Ullrich Fichtner (born May 8, 1965, in Hof, Germany) is a senior German journalist and reporter-at-large of Der Spiegel magazine.

== Work ==
Ullrich Fichtner started his career during high school, contributing articles to local newspapers. During his university studies in Bremen and Berlin he worked as a freelance journalist for The Associated Press, covering the fall of the Berlin Wall in November 1989 and the breakdown of the communist-led East German State.

As a Berlin correspondent of the national daily Frankfurter Rundschau, he followed Germany's reunification process and portrayed Berlin as an emerging capital city of Europe. In 2000, he joined the national weekly Die Zeit as a junior editor.

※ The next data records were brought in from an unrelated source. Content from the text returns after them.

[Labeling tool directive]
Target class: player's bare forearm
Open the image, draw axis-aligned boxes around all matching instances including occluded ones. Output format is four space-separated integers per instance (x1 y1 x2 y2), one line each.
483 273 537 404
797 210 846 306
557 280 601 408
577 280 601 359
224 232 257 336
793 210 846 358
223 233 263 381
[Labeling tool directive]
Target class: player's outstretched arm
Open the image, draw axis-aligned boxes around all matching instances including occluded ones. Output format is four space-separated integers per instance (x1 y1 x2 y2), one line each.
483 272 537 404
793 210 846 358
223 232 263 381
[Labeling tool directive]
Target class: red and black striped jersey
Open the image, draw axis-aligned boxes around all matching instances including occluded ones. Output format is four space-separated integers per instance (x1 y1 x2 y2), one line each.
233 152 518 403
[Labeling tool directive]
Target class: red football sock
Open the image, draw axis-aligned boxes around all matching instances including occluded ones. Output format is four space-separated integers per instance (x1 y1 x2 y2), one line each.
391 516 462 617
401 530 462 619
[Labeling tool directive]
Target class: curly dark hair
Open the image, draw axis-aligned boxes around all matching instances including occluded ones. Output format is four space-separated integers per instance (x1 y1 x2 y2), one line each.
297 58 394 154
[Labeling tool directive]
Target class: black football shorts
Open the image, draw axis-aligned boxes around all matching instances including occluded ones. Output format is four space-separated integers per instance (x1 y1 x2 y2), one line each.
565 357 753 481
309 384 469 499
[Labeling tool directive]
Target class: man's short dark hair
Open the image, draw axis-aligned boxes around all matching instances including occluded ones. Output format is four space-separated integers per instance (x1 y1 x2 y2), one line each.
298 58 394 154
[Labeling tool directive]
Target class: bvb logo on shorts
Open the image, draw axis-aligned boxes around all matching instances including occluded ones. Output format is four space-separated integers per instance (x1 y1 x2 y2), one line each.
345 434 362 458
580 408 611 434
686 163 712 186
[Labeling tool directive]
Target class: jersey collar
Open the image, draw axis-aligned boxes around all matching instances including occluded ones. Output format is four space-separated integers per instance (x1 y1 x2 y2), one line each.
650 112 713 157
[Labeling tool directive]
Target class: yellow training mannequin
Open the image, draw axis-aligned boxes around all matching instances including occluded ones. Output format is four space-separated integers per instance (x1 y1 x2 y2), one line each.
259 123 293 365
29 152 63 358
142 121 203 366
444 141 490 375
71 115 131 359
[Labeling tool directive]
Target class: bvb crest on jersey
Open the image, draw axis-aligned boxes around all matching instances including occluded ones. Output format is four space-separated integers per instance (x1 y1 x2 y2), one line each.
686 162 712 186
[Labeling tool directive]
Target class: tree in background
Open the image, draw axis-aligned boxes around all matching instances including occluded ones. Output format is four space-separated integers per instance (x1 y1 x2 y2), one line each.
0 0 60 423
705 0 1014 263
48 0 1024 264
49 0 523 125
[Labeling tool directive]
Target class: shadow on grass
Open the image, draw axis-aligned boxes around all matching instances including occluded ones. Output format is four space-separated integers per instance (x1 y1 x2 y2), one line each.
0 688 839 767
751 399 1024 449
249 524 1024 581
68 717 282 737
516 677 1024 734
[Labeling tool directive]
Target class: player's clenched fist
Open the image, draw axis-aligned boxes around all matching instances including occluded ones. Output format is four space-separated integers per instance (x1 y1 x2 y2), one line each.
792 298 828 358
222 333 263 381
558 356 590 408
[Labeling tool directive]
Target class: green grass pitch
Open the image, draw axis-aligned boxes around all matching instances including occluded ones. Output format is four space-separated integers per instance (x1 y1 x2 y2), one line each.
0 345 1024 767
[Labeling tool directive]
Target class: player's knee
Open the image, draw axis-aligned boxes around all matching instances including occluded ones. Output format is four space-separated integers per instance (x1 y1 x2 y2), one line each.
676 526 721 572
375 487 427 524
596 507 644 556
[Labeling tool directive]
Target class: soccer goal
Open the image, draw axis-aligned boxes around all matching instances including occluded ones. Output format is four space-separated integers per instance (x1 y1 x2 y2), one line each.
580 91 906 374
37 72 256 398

In 2001, he was hired as a reporter-at-large by Der Spiegel, one of Europe's largest and most influential news magazines. He contributed largely to Spiegels in-depth investigation of the 9/11 terror attacks, focussing on Mohamed Atta's leading role in the plot.

As a world affairs reporter, he intensely covered the Iraq and the Afghanistan Wars, portraying the commanding US general David H. Petraeus on several occasions. His features were widely discussed not only in Europe, but also in the US. Other main stories dealt with the Middle Eastern peace process and the impact of China's rise.

Based in Paris, France, from 2002 to 2010, he was Spiegels New York correspondent from 2011 to 2013. From 2014 to 2016, he was in charge of Spiegels reportage department and then returned to the field as a reporter-at-large. Since 2019, he has again been based in Paris.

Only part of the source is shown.